I love that you’re pulling all these pieces together that are related to the footnotes of the Black Pastoral as you develop it. I’m looking forward to seeing how it continues to be defined through your travels, your own relationships with your works, and bridging that together curatorially.
AO: The Black Pastoral has become a huge part of my life. It made me think a lot about beauty–going to my great great grandfather’s land in Mamoral, Trinidad and Jada-Amina’s family land in Cade, Louisiana and so many other places that left me taken aback by the sheer wonder of it all. It’s been a privilege to spend the time that I’ve spent in those landscapes over the past few years. Being surrounded by living, breathing beauty with time to think, sitting with how powerful and restorative that can be for those of us with complicated, slave descended histories.
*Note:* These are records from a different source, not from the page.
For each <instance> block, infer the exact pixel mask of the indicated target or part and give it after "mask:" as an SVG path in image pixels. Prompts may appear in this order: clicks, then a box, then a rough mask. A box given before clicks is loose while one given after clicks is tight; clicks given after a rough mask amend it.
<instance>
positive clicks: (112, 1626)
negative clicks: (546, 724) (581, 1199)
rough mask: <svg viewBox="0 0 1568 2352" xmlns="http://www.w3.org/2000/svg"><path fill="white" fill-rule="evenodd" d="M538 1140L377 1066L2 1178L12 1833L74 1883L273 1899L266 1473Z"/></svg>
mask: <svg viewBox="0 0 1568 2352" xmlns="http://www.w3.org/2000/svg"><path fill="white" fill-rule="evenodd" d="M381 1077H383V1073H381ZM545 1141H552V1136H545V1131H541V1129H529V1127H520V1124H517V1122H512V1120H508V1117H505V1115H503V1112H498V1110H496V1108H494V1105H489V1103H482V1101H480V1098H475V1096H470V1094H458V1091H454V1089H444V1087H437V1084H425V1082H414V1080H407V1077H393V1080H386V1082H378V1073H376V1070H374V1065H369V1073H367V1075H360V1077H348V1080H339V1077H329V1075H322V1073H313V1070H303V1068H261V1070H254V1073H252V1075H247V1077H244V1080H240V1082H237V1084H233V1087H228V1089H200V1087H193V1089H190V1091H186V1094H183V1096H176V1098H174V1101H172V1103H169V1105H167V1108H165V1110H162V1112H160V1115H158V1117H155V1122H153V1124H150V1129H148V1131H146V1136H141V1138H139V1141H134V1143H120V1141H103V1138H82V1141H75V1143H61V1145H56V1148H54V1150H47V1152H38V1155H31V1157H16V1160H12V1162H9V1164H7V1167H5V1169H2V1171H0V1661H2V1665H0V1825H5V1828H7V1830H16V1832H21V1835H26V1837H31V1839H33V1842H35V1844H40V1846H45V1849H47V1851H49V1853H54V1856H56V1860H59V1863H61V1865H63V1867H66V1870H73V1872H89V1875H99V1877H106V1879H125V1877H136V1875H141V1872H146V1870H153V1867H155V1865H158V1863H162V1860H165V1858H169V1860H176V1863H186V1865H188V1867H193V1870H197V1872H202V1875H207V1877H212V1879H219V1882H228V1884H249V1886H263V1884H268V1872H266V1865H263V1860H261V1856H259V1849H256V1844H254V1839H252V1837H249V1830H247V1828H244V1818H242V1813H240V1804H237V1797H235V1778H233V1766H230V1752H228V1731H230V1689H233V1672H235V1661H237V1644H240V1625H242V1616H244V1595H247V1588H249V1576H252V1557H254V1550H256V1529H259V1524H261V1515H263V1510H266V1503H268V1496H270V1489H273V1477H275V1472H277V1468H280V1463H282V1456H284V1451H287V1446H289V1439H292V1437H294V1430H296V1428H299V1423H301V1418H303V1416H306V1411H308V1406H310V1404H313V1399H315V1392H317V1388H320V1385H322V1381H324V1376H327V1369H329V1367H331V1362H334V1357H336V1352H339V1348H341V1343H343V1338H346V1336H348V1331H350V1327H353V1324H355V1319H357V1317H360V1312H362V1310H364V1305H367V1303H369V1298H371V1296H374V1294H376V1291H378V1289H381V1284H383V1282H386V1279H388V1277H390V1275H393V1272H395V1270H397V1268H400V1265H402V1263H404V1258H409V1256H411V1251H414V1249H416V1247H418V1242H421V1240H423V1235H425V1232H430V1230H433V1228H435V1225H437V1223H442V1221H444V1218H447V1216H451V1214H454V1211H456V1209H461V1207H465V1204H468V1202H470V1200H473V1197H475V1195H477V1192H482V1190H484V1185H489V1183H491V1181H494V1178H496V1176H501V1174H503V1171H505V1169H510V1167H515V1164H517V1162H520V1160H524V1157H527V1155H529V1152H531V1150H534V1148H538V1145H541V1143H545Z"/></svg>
So, in that way the Black Pastoral isn’t just an idea or definitive concept, it’s the lived experiences of Black [folks] being within those environments. I think that aspect is so important to note because, yeah, the Black Pastoral already exists. There is Black leisure in the sticks. There is Black romance in the sticks. It’s a real life thing and has been an integral part of Black American culture for generations, which is why I’m so interested in celebrating the Black Pastoral as a site of remembering and return. Many of our ancestors’ imaginings-turned-realities were born in the Black Pastoral, so I see it as a kind of requiem as well. Our ancestors were able to dream up some wild shit there, so imagine what dreams we could conjure with the level of perspective that we have in this time. Imagine if we sat, played, and communed in this space of the Black Pastoral, what possibilities we could collectively dream up? It’s endless.
“Dreamscapes: Imaginings of a Black Pastoral” is on view at Roots & Culture, 1034 North Milwaukee, through September 5, 2021.
isra rene is a curator of care weaving webs of dreams tufted by our inherent connections of love, vulnerability, and care.